We are probably deceiving ourselves if we minimize the pressure to conform to peer pressure regarding the Law and trappings of the Law.. Who wants to be associated with the idea that we no longer live under the Law? Paul was accused of suggesting that since we no longer live under the Law that anything goes (Romans 6:1-2; 15 - 17) - but he withstood these accusations and maintained the Gospel of Grace in Christ. We often seek compromise, with one foot in grace and one foot in the Law, we often seek to accommodate the Law to avoid accusations - to be pragmatic. If we do these things then let us take ownership of them, but let us not attribute these attitudes and actions to Paul, for Paul is clear that we have died to the Law and that we are now married to Jesus Christ.
“For if I rebuild what I have once destroyed, I prove myself to be a transgressor” (Galatians 2:18).
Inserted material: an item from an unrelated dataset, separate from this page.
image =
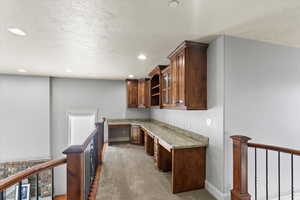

Returning to the Law makes us transgressors, for no one can obey the Law - the Law can only bring condemnation and manifest sin - the very opposite of the Gospel of Grace. Do we fear to believe this because we fear what others will think and say?
While Peter’s response to Paul’s rebuke and correction is not recorded, I think it is safe to conclude that Peter acknowledged the truth of Paul’s words and repented; I also think Peter realized what was at stake. We know from Peter’s history that he had the God-given capacity to acknowledge his sin and his wrong thinking and to repent, to grow, and to move on. Paul had the courage to speak, Peter had the courage to hear and to repent - for both Peter and Paul realized there was something transcendent at stake, they both knew they had to put Christ and others before themselves.
Do we have the courage to speak? Do we have the courage to listen? Do we have the courage to act? Are we eating at the Table of the Gospel of Grace?